Chereads / Terjerat Cinta Kontrak / Chapter 14 - Gairah yang Membara

Chapter 14 - Gairah yang Membara

Entah apa yang akan dilakukan oleh Adrian jika melihat pemandangan yang saat ini terjadi.

Di dalam dapur di toko kue nenek Yose, Yose dan Lara sedang membereskan dapur yang kemarin sempat telantar karena nenek Yose tiba-tiba pingsan di dapurnya.

Lara membersihkan lantai yang kotor penuh dengan adonan kue tersebut. Sementara Yose membereskan peralatan dapur yang belum sempat dicuci oleh neneknya.

Jika diingat lagi—dia dan neneknya tinggal di toko kue itu sejak Yose masih kecil. Atau lebih tepatnya ketika ibunya meninggalkan Yose dengan lelaki lain.

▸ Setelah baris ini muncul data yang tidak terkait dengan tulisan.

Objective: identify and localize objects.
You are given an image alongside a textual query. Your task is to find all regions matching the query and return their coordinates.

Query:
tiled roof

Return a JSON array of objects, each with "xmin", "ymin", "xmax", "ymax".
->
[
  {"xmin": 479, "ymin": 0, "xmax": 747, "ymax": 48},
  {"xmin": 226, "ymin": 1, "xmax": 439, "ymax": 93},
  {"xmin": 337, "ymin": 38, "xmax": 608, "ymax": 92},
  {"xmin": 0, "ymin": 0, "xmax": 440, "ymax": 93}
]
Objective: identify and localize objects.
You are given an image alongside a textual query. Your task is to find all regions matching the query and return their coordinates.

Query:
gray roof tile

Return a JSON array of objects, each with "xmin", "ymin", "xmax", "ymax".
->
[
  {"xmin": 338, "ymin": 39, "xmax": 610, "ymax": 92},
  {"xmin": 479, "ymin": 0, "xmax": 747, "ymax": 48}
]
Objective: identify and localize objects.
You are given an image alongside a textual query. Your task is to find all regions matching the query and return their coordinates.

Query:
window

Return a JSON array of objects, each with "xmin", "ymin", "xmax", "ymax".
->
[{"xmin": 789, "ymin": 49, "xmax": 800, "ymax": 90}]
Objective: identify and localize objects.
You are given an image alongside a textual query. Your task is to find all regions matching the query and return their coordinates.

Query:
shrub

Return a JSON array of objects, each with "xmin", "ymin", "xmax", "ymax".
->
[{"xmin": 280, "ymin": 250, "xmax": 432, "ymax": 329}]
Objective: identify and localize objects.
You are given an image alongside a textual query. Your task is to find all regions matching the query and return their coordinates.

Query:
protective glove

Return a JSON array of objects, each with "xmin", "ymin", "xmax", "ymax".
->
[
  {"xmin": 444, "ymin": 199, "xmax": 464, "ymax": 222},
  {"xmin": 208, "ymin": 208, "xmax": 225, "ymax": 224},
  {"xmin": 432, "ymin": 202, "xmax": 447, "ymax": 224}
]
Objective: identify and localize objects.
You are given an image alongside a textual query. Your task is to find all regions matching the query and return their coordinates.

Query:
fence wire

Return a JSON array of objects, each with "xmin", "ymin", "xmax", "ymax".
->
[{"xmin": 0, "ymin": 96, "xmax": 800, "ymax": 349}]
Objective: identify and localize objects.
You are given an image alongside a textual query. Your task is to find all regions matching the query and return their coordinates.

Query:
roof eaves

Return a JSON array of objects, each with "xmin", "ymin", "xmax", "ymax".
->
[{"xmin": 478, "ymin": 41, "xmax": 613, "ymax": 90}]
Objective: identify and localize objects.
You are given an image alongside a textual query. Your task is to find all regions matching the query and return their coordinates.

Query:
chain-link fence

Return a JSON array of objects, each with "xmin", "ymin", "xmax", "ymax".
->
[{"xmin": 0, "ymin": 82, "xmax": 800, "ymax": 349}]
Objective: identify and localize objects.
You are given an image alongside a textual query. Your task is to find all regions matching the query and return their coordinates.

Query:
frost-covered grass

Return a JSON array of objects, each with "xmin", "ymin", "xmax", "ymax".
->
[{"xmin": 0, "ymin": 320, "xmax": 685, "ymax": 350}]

Penuh kenangan dalam toko itu, termasuk bayangan Yose yang saat itu menangisi kepergian ibunya yang tanpa mengatakan apa-apa padanya terlebih dulu.

"Pak Yose." Lara membuyarkan lamunan Yose yang saat itu sedang memandangi toko neneknya yang saat ini tutup sementara.

Yose menoleh dan melihat wajah Lara kotor. Ia mengusapnya dengan tangan Yose, kemudian ketika Yose sadar dia langsung meminta maaf pada Lara karena dia telah lancang lagi.

"Sepertinya itu sudah menjadi kebiasaan Anda," ucap Lara sambil terkekeh.

"Tidak, saya tidak akan melakukannya pada sembarangan orang."

Keduanya mendadak diam setelah Yose mengatakan hal itu barusan.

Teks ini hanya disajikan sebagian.